In the 2003 Disney Pixar Movie Finding Nemo, a clownfish named Nemo has to navigate the hazards of both open ocean and captive aquarium life with a reduced front flipper. SPOILER: Nemo does fine, but actual organisms in the wild would likely not fare as well.
Case in point, SDSM 32720, a partial skeleton of the mosasaur Platecarpus tympaniticus from the Niobrara Chalk from Tom Conger’s ranch on the southeastern flank of the Black Hills. The humerus of this specimen is figured below.
Left: humerus of SDSM 32720.
Right: Same humerus outlined to indicate displacement of anatomical features. Arrows indicate dorsoventral axis from an “unaltered” element. Dashed lines outline calloused area.

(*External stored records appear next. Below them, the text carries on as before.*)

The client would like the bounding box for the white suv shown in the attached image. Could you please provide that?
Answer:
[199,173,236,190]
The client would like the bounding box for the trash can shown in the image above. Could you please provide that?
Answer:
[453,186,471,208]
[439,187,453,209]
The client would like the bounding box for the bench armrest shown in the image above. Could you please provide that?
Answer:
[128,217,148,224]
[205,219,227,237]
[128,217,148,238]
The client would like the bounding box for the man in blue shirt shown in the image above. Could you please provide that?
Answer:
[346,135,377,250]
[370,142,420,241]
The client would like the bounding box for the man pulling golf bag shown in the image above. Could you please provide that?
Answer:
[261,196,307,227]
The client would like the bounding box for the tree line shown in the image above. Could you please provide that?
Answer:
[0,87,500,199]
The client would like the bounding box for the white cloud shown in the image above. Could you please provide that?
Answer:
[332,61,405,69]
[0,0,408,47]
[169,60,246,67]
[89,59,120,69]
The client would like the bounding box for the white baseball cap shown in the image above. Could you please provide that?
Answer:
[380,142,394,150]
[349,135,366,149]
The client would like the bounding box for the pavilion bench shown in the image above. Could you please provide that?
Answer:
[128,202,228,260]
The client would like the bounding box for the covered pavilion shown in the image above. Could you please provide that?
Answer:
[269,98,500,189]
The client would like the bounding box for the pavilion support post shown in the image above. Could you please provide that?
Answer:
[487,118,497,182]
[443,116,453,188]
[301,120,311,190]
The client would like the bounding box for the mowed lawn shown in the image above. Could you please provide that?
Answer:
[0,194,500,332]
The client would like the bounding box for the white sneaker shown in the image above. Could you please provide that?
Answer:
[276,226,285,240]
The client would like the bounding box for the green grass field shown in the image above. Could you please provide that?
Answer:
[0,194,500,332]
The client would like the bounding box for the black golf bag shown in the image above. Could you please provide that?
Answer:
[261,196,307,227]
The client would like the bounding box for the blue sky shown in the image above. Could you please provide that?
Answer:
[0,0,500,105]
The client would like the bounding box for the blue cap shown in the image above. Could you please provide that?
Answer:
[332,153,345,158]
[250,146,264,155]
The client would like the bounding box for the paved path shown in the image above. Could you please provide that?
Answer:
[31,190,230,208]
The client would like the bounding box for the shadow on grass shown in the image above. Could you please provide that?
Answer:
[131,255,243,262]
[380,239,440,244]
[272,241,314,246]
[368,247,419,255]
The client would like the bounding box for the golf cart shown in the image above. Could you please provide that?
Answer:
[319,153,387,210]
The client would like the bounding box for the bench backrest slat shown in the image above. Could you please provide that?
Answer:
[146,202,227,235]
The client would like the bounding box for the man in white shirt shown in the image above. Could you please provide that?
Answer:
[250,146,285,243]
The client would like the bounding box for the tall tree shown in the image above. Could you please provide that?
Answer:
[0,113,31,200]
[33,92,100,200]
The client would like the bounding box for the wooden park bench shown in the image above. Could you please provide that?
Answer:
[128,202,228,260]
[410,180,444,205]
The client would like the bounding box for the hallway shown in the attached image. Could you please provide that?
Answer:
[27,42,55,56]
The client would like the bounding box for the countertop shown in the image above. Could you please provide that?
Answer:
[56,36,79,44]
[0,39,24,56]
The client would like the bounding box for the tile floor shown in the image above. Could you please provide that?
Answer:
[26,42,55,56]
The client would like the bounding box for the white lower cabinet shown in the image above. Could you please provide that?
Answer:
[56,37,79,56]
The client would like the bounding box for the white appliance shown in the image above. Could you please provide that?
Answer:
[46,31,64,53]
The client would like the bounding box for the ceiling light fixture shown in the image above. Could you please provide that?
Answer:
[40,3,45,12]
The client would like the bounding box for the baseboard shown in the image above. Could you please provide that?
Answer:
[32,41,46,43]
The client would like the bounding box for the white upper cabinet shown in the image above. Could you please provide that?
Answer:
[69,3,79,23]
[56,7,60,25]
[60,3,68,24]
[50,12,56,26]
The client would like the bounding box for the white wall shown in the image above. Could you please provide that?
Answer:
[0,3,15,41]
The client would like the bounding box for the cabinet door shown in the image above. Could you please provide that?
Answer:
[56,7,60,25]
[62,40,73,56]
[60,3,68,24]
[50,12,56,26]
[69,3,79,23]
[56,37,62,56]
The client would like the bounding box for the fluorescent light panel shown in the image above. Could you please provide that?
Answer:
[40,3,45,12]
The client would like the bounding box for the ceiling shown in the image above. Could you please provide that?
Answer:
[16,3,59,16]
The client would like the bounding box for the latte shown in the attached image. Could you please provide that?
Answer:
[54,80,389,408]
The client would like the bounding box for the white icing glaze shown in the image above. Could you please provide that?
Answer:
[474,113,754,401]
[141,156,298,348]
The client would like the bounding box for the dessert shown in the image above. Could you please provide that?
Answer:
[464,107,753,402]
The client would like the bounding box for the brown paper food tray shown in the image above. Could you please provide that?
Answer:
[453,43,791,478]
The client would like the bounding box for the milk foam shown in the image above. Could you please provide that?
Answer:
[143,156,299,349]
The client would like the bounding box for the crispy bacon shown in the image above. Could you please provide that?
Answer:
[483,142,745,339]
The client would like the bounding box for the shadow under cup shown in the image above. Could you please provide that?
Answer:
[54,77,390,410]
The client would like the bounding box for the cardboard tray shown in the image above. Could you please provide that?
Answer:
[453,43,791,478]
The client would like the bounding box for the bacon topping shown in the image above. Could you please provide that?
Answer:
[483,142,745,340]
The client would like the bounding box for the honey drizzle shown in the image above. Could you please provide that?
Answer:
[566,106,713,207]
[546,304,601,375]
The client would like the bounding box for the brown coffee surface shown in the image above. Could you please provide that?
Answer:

Anyone somewhat familiar with mosasaur anatomy will immediately notice something amiss. In most vertebrates, the humerus is an elongate bone in the upper arm. Because mosasaurs evolutionarily convert their limbs to shortened “flippers”, all of the arm bones are, correspondingly, compressed, giving the humerus an hourglass shape. This humerus is unique.
Below is the humerus of 32720 compared with a drawing of a “normal” humerus of the mosasaur Prognathodon. You’ll note that 32720 is, to put it gently, “messed up.” The distal, or bottom portion of the humerus is rotated approximately 30-40 degrees off center. This is due to a pathology, or evidence of a disease or injury. It appears as if this individual suffered a pretty severe break to one of its forelimbs. But, as evidenced by the thickly calloused area (dotted outline above), this animal actually managed to survive long enough to heal up. Additional images of the opposite side of the humerus are included below with comparison with a “normal” one. This poor guy endured quite the trauma. Additional elements currently being prepped, including the coracoid and scapula, show similar evidence of injury. It’s difficult to say what caused this injury, but a larger mosasaur or short-necked plesiosaur would be a good bet.
This specimen is unique for two reasons. First, it shows firsthand how difficult life in the wild can be. Animals routinely suffer extremely brutal injuries. Despite these setbacks, many heal and survive long after the trauma. Pathologic evidence is common in vertebrate fossils, and has been reported in stegosaurs, tyrannosaurs, mammoths, saber-toothed cats, and may other taxa.
Additionally, SDSM 32720 had already been partially curated. Several vertebrae and ribs were already in the collections. However, because this specimen was removed from multiple jackets, we only came across additional portions recently, several years after the original material was prepared and moved to collections storage. Proper documentation, from discovery to excavation to prep, has allowed us to reunite this unique specimen.